2. Il y aura toujours des journaux en papier dans dix ans, mais leur contenu sera accessible sur une
grande diversité de plates-formes de distribution, pas seulement le papier. Ils ne se définiront plus
seulement comme producteurs/diffuseurs d’information, mais comme fournisseurs à la fois
d’information, de divertissement et de service. Cet élargissement de leur définition
s’accompagnera d’une diversification de leurs sources de revenus. En particulier, la valeur d’un
groupe de média viendra de plus en plus de son accès direct aux consommateurs, i.e. de la
valorisation de sa base d’abonnés. La valeur ajoutée va migrer des revenus publicitaires
traditionnels vers la qualification des bases de données d’abonnés et la transformation des sites
médias internet en plates-formes marchandes.

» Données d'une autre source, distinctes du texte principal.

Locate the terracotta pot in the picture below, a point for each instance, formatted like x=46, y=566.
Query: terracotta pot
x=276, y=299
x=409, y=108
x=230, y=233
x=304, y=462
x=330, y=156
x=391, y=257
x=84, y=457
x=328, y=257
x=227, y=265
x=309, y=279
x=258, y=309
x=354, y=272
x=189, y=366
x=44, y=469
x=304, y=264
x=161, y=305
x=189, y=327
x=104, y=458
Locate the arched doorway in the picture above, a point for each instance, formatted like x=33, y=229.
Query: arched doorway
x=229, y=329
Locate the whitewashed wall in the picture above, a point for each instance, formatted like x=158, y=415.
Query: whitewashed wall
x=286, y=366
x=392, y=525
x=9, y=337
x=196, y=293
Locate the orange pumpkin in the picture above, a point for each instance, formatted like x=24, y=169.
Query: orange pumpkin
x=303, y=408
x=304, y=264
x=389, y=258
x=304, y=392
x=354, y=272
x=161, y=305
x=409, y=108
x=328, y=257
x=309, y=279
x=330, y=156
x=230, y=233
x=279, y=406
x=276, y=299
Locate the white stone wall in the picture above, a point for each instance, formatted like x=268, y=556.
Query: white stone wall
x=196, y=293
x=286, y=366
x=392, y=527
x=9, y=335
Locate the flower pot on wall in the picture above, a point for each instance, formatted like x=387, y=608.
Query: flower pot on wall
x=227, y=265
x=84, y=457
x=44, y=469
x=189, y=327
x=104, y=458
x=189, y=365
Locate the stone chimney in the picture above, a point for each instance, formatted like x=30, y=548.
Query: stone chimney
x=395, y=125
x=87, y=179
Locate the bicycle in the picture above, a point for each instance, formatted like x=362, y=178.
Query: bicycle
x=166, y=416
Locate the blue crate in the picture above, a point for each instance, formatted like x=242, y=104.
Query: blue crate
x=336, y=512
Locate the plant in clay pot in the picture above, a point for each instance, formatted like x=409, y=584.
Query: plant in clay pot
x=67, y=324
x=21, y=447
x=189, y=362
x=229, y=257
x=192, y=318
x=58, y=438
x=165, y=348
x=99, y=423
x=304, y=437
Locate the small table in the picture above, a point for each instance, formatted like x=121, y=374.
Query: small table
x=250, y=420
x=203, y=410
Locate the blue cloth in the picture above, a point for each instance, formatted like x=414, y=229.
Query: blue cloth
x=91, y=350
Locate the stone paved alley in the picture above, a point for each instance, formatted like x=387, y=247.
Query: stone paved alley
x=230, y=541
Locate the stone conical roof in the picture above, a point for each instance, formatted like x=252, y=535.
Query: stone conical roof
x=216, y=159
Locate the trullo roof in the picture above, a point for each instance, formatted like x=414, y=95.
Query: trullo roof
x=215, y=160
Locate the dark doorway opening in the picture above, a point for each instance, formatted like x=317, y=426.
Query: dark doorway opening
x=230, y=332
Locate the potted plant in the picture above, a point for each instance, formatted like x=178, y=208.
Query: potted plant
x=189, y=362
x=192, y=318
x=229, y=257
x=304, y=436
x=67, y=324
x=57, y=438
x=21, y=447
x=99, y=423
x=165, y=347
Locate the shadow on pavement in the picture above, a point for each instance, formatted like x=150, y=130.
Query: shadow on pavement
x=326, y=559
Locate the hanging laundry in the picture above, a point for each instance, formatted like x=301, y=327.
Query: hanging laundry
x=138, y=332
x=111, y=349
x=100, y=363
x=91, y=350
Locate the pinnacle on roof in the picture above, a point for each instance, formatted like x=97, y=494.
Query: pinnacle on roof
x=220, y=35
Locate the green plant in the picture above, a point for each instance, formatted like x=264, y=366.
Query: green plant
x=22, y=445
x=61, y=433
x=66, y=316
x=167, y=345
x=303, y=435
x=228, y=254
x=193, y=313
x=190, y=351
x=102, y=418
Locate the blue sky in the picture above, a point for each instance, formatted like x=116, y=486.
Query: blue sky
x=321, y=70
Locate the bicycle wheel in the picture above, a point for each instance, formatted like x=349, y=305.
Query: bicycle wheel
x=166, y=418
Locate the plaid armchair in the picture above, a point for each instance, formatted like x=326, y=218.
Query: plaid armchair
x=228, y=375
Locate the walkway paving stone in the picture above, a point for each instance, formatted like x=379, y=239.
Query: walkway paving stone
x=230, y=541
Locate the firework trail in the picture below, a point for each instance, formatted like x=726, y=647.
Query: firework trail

3. La presse gratuite ne fera pas disparaître la presse payante. Le modèle économique des gratuits
est très sensible aux effets de cycle. C’est une économie de coûts fixes, difficilement compressibles
en cas de retournement de conjoncture car déjà établis au plus bas, dont le succès repose sur une
diffusion la plus large possible, drainant des revenus publicitaires. Or les revenus publicitaires sont,
pour leur part, très sensibles aux cycles conjoncturels. Il restera donc des gratuits, mais moins
nombreux.
4. Dans dix ans, le métier de journaliste aura profondément
évolué. Les différents aspects de la fonction seront segmentés : le
sourcing de l’information ne sera plus l’exclusivité des
professionnels, il viendra pour une part croissante d’individus
mettant en circulation des photographies ou vidéos amateur sur le
web ; le commentaire de l’information sera, plus encore
qu’aujourd’hui, réalisé sur d’innombrables blogs ; la médiation et
la diffusion se feront de plus en plus via des réseaux sociaux, le
peer-to-peer, les listes de diffusion ; enfin la sélection et la
hiérarchisation de l’information pourront être structurées par
chacun à sa guise, via les aggrégateurs de flux RSS auquel il
choisira de souscrire. Face à cette fragmentation de la chaîne de
valeur de l’information, le rôle du journaliste restera de deux
ordres : vérifier, recouper, assurer la crédibilité de l’information
d’une part ; établir, via la sélection des « gros titres » un socle
commun d’information fédératrice d’autre part. Les meilleurs
journalistes auront un nom qui aura la force d’une marque.